Quasi all’inizio di
via della Magliana nuova, sulla sinistra per chi si dirige verso
l’autostrada per Fiumicino, spunta del tutto inaspettata l’abside di
una suggestiva chiesa: Santa Passera. Se volete sapere qualcosa di
più sulla titolare della chiesa, non cercate il nome nei
martirologi, magari vicino a quello di Colomba e Tortora, perché
sarebbe inutile: una santa di nome Passera non è mai esistita. Qui
sono invece venerati Ciro e Giovanni, due medici di Alessandria
d’Egitto, crocifissi e poi decapitati durante la persecuzione di
Diocleziano.
Difficilmente il
dialetto romanesco ha accettato un nome straniero. Lo ha spesso
inglobato nel proprio linguaggio, storpiandolo fino a renderlo
qualcosa di completamente diverso. Ecco perché Abba (Padre) Ciro è
diventato, nel corso dei secoli, Appaciro, Pacero, Pacera e alla
fine Passera. Non c’è da stupirsi, se consideriamo che sull’Appia
Sant’Eufemia diventò Fumia.
Se complessa è
l’origine del nome della chiesa, anche le sue vicende costruttive
non sono da meno. Era, infatti, una tomba edificata in epoca
imperiale su un lato della via Campana, presso il corso del Tevere.

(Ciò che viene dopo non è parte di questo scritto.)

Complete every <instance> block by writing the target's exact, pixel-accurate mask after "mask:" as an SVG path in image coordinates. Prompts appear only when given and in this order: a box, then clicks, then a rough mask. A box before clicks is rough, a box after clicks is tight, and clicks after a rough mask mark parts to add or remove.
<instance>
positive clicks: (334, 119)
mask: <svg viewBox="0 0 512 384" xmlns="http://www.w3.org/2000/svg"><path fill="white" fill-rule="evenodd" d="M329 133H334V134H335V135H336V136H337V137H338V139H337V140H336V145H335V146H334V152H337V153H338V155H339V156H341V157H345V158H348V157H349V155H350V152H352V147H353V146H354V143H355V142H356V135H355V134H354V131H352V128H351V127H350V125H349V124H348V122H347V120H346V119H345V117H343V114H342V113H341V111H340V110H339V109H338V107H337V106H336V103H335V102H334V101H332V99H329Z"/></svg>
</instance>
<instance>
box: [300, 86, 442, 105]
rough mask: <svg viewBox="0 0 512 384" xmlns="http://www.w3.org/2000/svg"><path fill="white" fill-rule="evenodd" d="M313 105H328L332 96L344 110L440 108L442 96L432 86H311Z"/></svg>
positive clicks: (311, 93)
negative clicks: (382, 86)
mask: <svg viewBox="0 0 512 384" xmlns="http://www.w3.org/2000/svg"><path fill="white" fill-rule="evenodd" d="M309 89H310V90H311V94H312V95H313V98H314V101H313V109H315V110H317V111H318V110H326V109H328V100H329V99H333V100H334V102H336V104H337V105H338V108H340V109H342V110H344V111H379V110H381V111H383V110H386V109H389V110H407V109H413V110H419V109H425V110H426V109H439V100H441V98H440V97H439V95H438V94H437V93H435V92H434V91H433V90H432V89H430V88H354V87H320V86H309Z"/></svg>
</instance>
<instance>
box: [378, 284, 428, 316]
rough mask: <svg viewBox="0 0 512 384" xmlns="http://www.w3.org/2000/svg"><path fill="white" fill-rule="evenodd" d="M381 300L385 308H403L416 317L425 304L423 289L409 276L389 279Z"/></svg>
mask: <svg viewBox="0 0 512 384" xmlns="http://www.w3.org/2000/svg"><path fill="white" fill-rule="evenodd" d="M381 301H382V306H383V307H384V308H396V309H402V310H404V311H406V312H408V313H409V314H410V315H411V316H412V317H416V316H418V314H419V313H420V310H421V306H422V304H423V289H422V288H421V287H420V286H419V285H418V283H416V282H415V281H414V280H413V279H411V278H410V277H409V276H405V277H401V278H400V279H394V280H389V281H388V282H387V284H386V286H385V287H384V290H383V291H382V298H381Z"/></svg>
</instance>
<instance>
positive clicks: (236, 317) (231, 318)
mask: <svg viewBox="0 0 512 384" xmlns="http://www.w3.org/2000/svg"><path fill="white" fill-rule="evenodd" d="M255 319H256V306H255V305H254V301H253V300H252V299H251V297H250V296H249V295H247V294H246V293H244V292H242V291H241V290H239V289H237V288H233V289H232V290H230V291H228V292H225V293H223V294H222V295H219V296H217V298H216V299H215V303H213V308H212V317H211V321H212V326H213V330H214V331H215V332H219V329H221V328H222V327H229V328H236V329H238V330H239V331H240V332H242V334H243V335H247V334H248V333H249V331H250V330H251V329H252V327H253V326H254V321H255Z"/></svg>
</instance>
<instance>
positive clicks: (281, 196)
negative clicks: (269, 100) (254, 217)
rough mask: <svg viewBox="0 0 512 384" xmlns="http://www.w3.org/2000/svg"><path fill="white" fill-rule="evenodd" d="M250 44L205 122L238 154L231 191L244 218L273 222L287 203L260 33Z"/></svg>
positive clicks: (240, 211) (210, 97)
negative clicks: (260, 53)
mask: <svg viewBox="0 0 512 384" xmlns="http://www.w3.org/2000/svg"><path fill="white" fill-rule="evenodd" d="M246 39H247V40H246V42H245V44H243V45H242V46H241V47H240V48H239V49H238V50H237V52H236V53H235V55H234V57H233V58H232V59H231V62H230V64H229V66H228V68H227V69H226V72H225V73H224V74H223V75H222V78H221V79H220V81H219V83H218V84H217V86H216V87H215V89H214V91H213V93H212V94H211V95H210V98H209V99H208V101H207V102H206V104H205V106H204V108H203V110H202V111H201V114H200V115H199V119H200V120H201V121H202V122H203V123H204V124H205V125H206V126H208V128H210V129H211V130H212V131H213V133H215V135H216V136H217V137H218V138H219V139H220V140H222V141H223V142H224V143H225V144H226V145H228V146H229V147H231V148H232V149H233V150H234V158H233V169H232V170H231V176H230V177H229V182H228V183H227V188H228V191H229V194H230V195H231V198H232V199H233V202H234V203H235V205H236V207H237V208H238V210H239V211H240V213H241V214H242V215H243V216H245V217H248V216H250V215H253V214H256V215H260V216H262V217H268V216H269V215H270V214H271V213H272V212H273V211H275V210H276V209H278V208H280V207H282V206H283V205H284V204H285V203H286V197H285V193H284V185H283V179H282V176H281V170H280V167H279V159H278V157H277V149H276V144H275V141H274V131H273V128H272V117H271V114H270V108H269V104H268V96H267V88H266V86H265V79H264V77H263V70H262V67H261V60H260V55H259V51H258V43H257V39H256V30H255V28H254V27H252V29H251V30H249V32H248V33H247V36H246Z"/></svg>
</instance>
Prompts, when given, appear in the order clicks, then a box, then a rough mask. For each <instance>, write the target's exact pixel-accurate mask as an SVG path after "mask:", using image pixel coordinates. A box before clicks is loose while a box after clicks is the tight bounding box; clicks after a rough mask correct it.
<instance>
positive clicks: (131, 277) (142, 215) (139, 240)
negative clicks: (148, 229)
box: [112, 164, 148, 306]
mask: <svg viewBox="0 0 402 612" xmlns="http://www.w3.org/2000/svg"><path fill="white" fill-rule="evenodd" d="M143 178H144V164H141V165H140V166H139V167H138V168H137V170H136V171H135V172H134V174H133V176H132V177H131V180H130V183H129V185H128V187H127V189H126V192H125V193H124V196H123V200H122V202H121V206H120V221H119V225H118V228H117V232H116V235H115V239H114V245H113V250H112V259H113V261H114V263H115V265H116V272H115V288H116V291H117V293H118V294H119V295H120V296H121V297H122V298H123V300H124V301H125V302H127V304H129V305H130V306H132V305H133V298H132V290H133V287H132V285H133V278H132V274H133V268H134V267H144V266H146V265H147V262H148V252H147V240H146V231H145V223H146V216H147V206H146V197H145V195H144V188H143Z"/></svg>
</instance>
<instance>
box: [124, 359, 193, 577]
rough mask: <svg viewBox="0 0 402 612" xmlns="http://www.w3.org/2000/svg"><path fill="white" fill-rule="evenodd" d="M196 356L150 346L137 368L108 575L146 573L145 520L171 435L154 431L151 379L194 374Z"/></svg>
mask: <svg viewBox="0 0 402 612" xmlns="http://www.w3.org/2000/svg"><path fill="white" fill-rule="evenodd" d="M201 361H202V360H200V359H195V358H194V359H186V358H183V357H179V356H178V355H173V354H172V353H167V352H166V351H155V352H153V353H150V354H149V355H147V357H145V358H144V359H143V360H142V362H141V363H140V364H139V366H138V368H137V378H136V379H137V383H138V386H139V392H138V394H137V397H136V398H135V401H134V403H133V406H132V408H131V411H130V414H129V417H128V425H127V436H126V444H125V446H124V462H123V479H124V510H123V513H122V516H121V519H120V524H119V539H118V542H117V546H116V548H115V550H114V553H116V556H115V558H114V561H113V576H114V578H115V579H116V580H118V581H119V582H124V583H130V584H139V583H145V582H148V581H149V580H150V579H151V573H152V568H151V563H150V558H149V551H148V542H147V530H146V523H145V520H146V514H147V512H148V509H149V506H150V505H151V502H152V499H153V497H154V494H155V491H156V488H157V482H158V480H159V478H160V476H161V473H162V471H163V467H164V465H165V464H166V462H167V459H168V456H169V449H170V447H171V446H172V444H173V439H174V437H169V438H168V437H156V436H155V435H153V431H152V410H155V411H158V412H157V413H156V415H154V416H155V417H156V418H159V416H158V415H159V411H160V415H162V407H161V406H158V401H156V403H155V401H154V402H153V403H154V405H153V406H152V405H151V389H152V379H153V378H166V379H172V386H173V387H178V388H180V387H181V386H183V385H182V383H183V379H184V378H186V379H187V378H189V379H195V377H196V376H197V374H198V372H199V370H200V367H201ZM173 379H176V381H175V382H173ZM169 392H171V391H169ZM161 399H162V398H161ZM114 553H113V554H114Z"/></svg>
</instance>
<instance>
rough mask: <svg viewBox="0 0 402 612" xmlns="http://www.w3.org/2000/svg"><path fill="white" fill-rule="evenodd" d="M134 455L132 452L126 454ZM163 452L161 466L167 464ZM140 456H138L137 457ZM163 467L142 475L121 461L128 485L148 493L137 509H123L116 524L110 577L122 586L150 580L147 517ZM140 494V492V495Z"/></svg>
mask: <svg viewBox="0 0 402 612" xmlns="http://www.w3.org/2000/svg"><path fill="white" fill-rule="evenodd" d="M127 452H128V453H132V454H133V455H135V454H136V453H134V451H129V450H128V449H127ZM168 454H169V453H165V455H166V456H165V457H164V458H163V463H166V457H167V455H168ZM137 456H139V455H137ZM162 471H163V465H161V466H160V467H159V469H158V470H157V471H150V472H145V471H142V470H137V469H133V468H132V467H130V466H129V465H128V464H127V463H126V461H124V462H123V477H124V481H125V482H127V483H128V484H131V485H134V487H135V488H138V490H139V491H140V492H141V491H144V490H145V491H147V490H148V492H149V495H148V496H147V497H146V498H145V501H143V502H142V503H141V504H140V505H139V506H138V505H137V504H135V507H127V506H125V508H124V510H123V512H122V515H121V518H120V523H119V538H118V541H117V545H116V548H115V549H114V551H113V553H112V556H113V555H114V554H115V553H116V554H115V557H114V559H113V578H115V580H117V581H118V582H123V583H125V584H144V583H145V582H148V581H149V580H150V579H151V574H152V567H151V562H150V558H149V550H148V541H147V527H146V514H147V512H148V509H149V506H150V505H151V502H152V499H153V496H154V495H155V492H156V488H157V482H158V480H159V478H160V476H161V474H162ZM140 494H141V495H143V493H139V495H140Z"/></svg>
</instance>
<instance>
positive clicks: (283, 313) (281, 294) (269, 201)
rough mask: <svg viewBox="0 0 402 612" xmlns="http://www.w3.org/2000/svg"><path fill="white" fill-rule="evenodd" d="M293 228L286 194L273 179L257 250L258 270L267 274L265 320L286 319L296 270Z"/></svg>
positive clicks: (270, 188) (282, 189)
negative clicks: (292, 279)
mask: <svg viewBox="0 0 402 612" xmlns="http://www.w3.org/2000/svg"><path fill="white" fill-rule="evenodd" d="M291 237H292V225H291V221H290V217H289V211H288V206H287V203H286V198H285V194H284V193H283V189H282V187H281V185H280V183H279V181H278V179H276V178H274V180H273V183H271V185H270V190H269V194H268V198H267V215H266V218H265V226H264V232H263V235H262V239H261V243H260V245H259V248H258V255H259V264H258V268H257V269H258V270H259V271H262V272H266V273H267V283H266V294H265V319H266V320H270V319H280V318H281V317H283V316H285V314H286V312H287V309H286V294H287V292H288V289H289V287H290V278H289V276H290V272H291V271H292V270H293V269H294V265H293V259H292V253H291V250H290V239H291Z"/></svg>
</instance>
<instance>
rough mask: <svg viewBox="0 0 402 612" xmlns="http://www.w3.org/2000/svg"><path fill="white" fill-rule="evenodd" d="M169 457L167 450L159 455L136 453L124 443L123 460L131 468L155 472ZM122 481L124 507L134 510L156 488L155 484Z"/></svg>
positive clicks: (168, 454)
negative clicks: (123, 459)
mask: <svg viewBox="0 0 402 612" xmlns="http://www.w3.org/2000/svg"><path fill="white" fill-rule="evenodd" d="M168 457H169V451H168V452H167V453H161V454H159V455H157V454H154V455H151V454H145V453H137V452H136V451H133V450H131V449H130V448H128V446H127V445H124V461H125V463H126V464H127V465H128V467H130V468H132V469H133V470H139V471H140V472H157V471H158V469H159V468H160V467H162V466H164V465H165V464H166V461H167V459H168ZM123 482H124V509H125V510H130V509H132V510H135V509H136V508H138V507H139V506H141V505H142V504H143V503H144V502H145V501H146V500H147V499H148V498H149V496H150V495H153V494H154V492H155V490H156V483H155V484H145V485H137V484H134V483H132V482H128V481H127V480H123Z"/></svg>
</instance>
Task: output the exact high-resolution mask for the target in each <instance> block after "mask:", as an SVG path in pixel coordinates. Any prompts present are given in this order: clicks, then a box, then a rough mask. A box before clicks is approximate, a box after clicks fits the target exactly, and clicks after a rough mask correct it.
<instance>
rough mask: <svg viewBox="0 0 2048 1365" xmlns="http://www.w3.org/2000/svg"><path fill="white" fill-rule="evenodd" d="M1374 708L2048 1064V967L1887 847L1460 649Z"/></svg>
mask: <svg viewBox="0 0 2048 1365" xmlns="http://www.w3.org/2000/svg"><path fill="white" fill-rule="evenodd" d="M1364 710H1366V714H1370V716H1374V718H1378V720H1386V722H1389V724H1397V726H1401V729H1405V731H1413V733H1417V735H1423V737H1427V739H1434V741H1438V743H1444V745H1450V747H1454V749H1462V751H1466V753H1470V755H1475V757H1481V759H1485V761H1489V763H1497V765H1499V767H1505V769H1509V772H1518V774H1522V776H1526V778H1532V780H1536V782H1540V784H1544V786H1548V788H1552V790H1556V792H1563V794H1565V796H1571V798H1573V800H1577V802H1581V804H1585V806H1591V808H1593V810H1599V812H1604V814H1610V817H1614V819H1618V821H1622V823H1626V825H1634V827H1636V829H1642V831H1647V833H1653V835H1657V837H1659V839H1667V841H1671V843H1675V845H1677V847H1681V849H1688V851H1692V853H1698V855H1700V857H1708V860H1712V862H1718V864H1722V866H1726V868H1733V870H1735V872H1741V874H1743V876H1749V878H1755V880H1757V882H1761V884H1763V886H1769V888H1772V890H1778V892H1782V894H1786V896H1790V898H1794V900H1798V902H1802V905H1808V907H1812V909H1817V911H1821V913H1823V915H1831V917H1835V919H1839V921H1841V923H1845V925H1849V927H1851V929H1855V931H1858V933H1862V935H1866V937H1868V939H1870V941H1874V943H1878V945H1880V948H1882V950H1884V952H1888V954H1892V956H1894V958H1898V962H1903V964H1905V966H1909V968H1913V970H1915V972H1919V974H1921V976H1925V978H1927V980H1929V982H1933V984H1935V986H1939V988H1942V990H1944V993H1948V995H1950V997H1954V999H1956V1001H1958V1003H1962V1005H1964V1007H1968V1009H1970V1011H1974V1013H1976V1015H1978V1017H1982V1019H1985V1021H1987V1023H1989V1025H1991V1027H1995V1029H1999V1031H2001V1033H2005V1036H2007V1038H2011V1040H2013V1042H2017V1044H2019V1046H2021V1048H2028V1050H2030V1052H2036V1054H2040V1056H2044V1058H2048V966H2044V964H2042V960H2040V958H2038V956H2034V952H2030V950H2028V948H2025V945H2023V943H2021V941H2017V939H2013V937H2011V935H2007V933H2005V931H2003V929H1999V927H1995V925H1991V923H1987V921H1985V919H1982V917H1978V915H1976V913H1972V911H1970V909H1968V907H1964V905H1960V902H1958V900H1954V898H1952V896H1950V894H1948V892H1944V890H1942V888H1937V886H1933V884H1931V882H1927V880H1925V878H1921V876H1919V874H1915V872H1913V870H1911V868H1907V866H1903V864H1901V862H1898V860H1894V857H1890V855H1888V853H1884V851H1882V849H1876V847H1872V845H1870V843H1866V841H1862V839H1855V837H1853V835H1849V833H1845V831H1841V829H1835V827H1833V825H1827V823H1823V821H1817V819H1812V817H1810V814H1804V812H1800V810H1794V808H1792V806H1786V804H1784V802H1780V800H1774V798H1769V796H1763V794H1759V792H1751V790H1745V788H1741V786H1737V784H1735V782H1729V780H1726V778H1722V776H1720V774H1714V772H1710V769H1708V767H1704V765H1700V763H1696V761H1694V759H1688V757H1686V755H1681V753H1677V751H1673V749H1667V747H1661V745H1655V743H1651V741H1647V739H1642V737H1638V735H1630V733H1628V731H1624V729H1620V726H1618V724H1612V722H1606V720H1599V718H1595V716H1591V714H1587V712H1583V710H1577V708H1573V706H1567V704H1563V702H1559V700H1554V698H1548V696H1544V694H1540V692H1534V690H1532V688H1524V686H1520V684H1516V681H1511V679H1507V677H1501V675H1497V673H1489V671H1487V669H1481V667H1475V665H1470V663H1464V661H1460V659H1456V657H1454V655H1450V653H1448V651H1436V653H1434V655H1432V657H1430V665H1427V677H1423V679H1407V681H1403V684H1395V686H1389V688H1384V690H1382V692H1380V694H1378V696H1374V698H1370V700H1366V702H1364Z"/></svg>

Non sappiamo con esattezza quando vi furono traslati i corpi dei
martiri alessandrini: secondo le fonti, nel V secolo, mentre i dati
archeologici farebbero pensare piuttosto al VII secolo. La
trasformazione della sepoltura in chiesa non dovrebbe essere
avvenuta prima del IX secolo.
Oggi Santa Passera si
presenta articolata su tre livelli, di cui l’inferiore è costituito
da una semplice camera sotterranea originariamente decorata da una
partitura a fascioni rossi su fondo bianco, entro i quali erano
dipinte figure o stelle. Sulla parete di fondo, eretta in seguito,
erano pitture cristiane oggi quasi completamente svanite. Al di
sopra si trova la chiesa antica, divisa in tre vani nel senso della
lunghezza. Era completamente ricoperta da affreschi del XIII secolo,
in gran parte perduti. Si vedono ancora le figure di tre vescovi che
assistono alla traslazione delle reliquie di San Ciro e Giovanni,
dipinti a loro volta all’interno di una nicchia.
La chiesa superiore si
raggiunge dal piazzale esterno tramite una doppia rampa di scale, i
cui gradini marmorei tradiscono, qua e là, il riuso di antiche
epigrafi. La cortina laterizia della facciata è composta da fasce di
mattoni rossi che delimitano campiture in mattoni gialli. Ai lati
della porta, due tabelle rettangolari in terracotta sono decorate da
ghirlande appese a bucrani. Da qui si accedeva, nel II secolo d.C.,
alla stanza superiore della tomba. Quando questo ambiente divenne
una chiesa, fu costruita anche la piccola abside.
La vera sorpresa è
all’interno, grazie ai due splendidi cicli di affreschi che lo
decorano. Sulla parete sinistra, le pitture, della seconda metà del
IX secolo, sono disposte su tre fasce parallele: la meglio
conservata è quella inferiore, con undici santi, ognuno accompagnato
dalla didascalia con il nome.
Gli affreschi
dell’abside risalgono al XIII secolo. Al centro della calotta è il
Cristo benedicente tra i Santi Giovanni Battista, Paolo, Pietro e
Giovanni Evangelista. Nella fascia inferiore si distinguono tre
scene: a sinistra due Santi con due figurette inginocchiate, al
centro la Vergine con il Bambino e l’arcangelo Michele e a destra il
Salvatore in Trono tra San Ciro e San Giovanni.